Caravan of Metal Camels


On 20th of December we set sails south on our regular Christmas pilgrimage to Serbia and Bulgaria. We always know and humbly accept that we are a part of a mass exodus of gastarbeiters (including ourselves) from the west to the south but we always hope that somehow we would not be a part of the main wave.

This time it didn't look that bad and at one point Jelica even said 'There is not a living soul on the road'. I didn't quite agree as there were quite many Austrian, German, Swiss, Italian and Swedish cars swishing by, passengers' faces a bit darker than the average Swiss or Austrian's.

What was our surprise then when we got to the border and we realised that there are about 5 km of cars waiting in line to cross the border. We quickly calculated that this would be 6-8 hours of waiting which is a terrifying thing with two kids in the back, one banana and two oranges.

Then I somehow felt compelled to use my diplomatic registration, semi diplomatic status whatever. Sometimes I feel ashamed for that but I somehow managed to get away with 50 min. altogether, something that would have taken many hours otherwise.

But my post was not about that. It was about all those many thousands of people - like us at the moment - who spend their lives travelling back and forth from Zurich to Kraguevac, from Munich to Pristina, from Lucerne to Pozarevac, from Salzburg to Adana and many of them from Wien to everywhere. We sometimes unfairly call them the Viennese Turks or the Turkish Viennese.

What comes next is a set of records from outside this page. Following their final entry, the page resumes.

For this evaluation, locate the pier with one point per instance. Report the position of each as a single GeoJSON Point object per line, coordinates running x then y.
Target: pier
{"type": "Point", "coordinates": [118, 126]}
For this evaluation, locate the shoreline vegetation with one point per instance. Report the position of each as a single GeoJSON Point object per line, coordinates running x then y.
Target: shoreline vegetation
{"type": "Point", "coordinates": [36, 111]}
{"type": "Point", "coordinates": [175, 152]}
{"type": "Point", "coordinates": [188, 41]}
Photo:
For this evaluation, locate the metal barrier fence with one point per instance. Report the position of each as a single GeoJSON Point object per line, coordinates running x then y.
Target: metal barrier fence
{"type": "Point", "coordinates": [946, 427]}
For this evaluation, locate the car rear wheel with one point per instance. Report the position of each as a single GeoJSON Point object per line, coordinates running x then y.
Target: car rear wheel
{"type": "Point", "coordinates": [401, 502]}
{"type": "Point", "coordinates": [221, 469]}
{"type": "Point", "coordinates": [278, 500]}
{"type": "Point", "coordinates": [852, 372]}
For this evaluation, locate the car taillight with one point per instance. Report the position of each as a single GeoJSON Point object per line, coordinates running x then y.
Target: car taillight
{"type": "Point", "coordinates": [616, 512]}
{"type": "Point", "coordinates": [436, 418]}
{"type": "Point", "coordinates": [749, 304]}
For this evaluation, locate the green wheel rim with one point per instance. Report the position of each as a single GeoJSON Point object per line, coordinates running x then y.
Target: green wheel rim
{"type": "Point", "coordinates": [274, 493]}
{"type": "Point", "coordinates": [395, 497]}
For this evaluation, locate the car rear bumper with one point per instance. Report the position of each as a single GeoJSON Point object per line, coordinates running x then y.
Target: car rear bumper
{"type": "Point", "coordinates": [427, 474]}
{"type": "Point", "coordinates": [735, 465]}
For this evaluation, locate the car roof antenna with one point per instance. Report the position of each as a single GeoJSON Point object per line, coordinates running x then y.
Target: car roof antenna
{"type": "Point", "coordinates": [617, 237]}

Observing all those migrating people would make an excellent sociological research. I wonder if someone did his PhD studying these people's lives, travels, families, the cars they are using, their links with families back in the countries, the financial streams from west to south and the admiration streams from east to west.

I remember these people (or more precisely the Turkish part of them who were crossing Bulgaria) even in the 80s when they were still driving old black Mercedeses full of veiled women and several kids. It seemed to me then that they had some strange, distorted lives.

But....I still often get amazed that now I am in a very similar situation.:-)

Thursday, December 18, 2008

Alone

Ever since the weather turned sour at the beginning of December I've been feeling a bit glum. It's cold, often raining, so I can't go out and about as I'm used to, but have to stay at home. After a while you begin to miss hearing a human voice (other than that on the music CD).

As a non-integrated foreigner, you are always a bit more lonely than you would be at home. There are just not so many friends around, and the family is far away. And people who are around are working and, therefore, busy.

This reminds me of the times when I used to do night shifts--every week, two nights in a row. I would be free during the day and then would work from 6pm to 6am. By the time I woke up the next day (somewhere around 1-2 in the afternoon) my flatmate was gone to work. I would have a free afternoon but no one to spend it with because my friends were leaving work exactly at the time when I would be heading to the newsroom again.

So, for days at a time, the only communication I had was with colleagues with whom I shared the shifts. And, let me tell you, no one feels particularly chatty in the middle of night.

Today, I am thinking that there is no greater solitude than when you feel betrayed by those you love and trust the most. Because then you are not alone merely in a city, but in the entire universe. But I digress.

Tuesday, December 16, 2008

Budapest Christmas market

The first stop on the market: the place that sells hefty, greasy sausages. For me personally, the biggest food attraction is kurtos kalacs, the traditional Transylvanian pastry that is baked above burning coals (but I couldn't get a nice shot of it).

The great thing about this market is that they don't seel cheap 'beads and trinkets' but good quality and often hand-made things.

Gingerbread is abundant at this time of the year.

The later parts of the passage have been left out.